Lo sviluppo di una rete 5G resta difficile da monetizzare per questo assistiamo a continui interventi difensivi e conservativi come la richiesta di innalzamento dei limiti delle emissioni elettromagnetiche, o la richiesta di 2ghz di spazio aggiuntivi su onde millimetriche.

Presto avremo i dati della mappatura della rete mobile avviata da Infratel all’interno delle attività del PNRR su cui è fortemente impegnato il Governo. Si dice spesso che il 5G non è solamente una rete 4G più veloce e invece ci ritroviamo a disporre solo in pochissime aree di una rete mobile di quarta generazione accelerata da un 5G NSA (ossia non Stand Alone), quindi un 5G non autonomo perché si appoggia ad una rete 4G preesistente. 

Indipendentemente da ciò, lo sviluppo di una rete 5G resta difficile da monetizzare per questo assistiamo a continui interventi difensivi e conservativi come la richiesta di innalzamento dei limiti delle emissioni elettromagnetiche, o la richiesta di 2ghz di spazio aggiuntivi su onde millimetriche.
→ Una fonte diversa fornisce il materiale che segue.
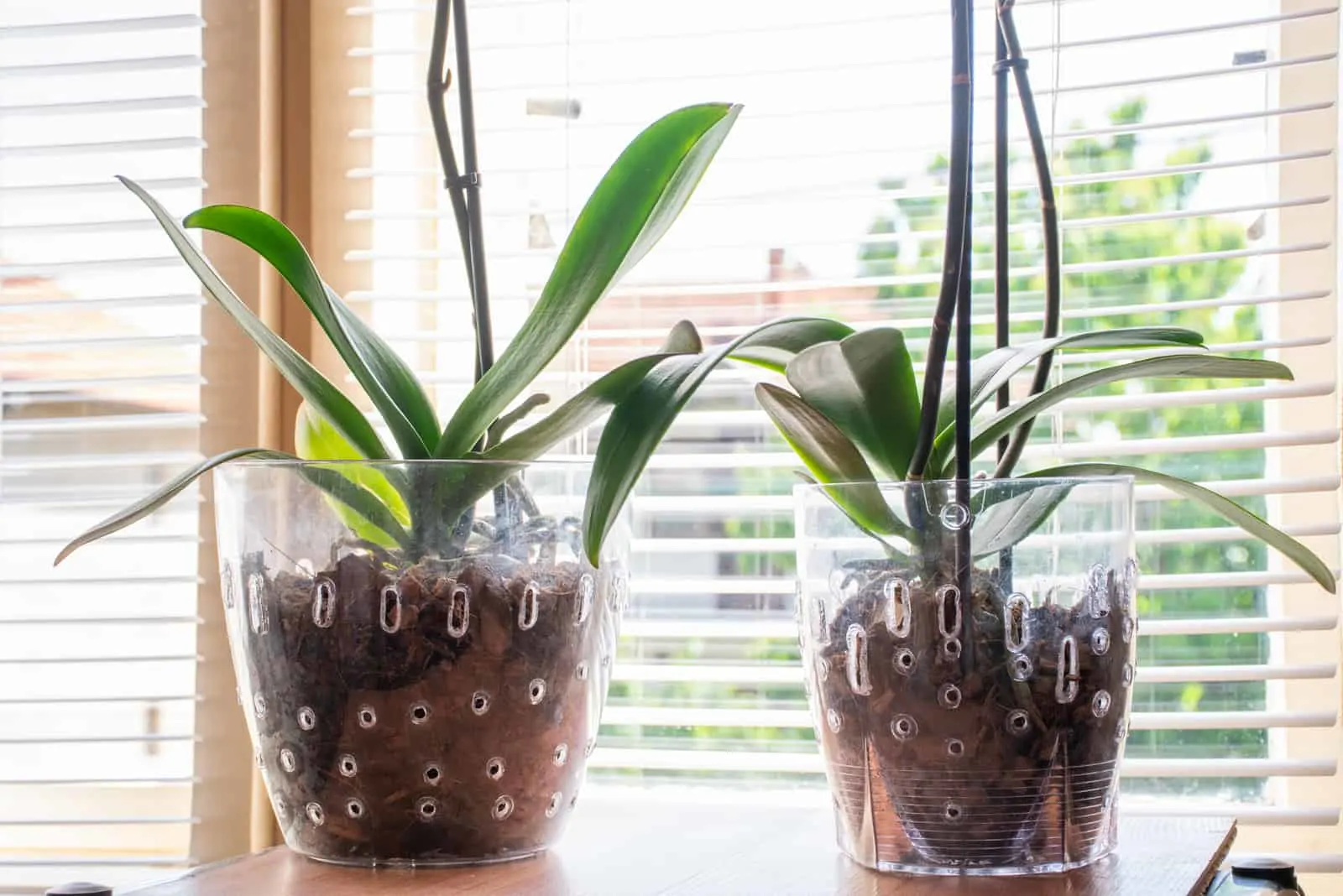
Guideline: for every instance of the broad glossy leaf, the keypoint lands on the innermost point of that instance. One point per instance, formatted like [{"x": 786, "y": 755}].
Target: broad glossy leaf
[
  {"x": 640, "y": 421},
  {"x": 1172, "y": 365},
  {"x": 507, "y": 421},
  {"x": 682, "y": 340},
  {"x": 628, "y": 214},
  {"x": 316, "y": 439},
  {"x": 306, "y": 378},
  {"x": 997, "y": 367},
  {"x": 776, "y": 354},
  {"x": 1002, "y": 524},
  {"x": 865, "y": 385},
  {"x": 1224, "y": 508},
  {"x": 379, "y": 371},
  {"x": 828, "y": 454},
  {"x": 577, "y": 412},
  {"x": 160, "y": 497}
]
Il mercato retail del 5G è ancora acerbo, ed i fortunati possessori di smartphone di ultimissima generazione cercano di intercettare una rete 5G nei centri delle principali città, ma solo per poter fare il famoso “speed test” e postare sui social il risultato. E’ chiaro quindi che manca la “killer application” del 5G – anche perché dentro casa è sufficiente che il device navighi con il WiFi, o laddove ci fosse bisogno di una bassa latenza, si preferisce usare il cavo.
A questo punto si fanno piu’ incerti i contorni del ritorno degli investimenti 5G dal mercato retail e si aprono due mercati: il B2B e il B2B2X dove la X sta nel mercato a valle dei servizi verticali. 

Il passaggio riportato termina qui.